Sometimes it can feel like your career ambitions and personal health and fitness goals are competing with each other. But it doesn’t have to be this way. If you rethink how you network, you can combine exercise with professional networking and multitask two healthy habits at once. If you’re not convinced, here are reasons why joining a gym, a group fitness class or other active outing can help both your body and your work outlook. Welcome to sweatworking.
Break a sweat, break the ice
Making small talk and awkward introductions is what most people like least about networking mixers. But if you’re exercising, you skip the artifice and immediately get down to what’s real. When everyone is covered in sweat, you don’t have to try too hard to act professional. Exercise is a great equalizer.
Build longer term relationships
In the typical networking mixer, encounters last from a few seconds to several minutes. There may be an exchange of titles, business cards, and contact info, but these meetings rarely go beyond surface level. But if you join a spin class or regularly attend pilates, you begin to get to know those around you over time. Instead of fleeting relationships, you slowly but surely get to know others better when you share the same space with them over and over again.

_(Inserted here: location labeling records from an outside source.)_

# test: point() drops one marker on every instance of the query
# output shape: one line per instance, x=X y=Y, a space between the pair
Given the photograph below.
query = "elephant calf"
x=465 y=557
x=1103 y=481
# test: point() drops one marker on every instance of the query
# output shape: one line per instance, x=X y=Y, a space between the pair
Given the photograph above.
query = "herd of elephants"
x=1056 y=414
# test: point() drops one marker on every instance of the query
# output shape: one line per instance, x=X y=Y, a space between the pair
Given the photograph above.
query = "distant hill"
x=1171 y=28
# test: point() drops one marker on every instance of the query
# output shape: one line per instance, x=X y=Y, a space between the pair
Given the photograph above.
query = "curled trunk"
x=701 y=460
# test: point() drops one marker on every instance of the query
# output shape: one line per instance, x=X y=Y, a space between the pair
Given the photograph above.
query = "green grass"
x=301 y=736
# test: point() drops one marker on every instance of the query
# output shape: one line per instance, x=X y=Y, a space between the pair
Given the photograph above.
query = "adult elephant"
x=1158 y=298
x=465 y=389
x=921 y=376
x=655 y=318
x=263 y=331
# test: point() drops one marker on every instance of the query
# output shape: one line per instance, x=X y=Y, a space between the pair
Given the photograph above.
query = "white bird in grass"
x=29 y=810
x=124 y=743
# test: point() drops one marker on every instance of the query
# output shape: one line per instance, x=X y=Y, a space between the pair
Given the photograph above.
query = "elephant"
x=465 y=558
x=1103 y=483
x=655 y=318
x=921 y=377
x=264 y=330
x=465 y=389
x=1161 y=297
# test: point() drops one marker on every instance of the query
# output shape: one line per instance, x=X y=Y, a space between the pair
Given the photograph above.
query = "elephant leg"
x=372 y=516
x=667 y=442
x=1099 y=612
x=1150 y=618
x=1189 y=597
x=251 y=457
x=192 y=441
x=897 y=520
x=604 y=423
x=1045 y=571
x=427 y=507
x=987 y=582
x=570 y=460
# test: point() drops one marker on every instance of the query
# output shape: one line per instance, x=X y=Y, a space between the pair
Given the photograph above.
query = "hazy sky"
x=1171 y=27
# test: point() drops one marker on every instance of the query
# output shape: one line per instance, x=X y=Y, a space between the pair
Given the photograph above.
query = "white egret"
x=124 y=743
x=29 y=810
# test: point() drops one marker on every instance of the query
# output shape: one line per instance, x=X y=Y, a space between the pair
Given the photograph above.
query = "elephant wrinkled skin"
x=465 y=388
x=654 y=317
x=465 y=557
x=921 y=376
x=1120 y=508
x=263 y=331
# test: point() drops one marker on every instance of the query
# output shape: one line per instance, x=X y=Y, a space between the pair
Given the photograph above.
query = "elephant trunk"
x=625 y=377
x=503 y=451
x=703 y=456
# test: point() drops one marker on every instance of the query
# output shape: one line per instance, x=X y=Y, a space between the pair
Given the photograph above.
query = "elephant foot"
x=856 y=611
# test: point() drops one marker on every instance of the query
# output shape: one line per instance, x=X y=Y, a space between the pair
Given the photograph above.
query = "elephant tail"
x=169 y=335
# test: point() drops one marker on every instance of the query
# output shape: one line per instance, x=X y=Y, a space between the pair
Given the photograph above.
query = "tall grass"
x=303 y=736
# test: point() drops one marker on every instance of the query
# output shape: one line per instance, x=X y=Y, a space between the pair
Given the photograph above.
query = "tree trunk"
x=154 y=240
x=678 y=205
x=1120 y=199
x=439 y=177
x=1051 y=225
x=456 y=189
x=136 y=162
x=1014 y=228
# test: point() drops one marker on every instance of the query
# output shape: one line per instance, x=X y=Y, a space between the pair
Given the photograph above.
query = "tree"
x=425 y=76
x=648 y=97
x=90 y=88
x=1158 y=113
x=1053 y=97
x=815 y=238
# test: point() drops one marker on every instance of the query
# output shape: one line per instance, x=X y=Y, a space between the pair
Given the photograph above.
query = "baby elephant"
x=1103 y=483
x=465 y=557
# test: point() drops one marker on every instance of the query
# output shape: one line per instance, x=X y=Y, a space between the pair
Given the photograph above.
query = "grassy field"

Bond over shared interests
What bonds us to others in networking isn’t always about the duties and responsibilities we have at work. It’s also about what we care about and our shared interest. When you share exercise with others, you’re building up a bond over your shared interest in running, cycling or other activity.
Grow your weak ties
At this point you might be wondering how exercising with others translates to career networking. The key is in building up “weak ties,” or those people in your network you know beyond your immediate friends and colleagues. Because they are outside your traditional network, these weak ties are more likely to know about career opportunities that you wouldn’t learn from those inside your immediate group. These weak ties could come from a church, parents at your kids preschool, or, of course, your gym. So if you’re thinking of blowing off your Saturday morning spin class, remember what a sweat session could do not just for your body -- but for your career.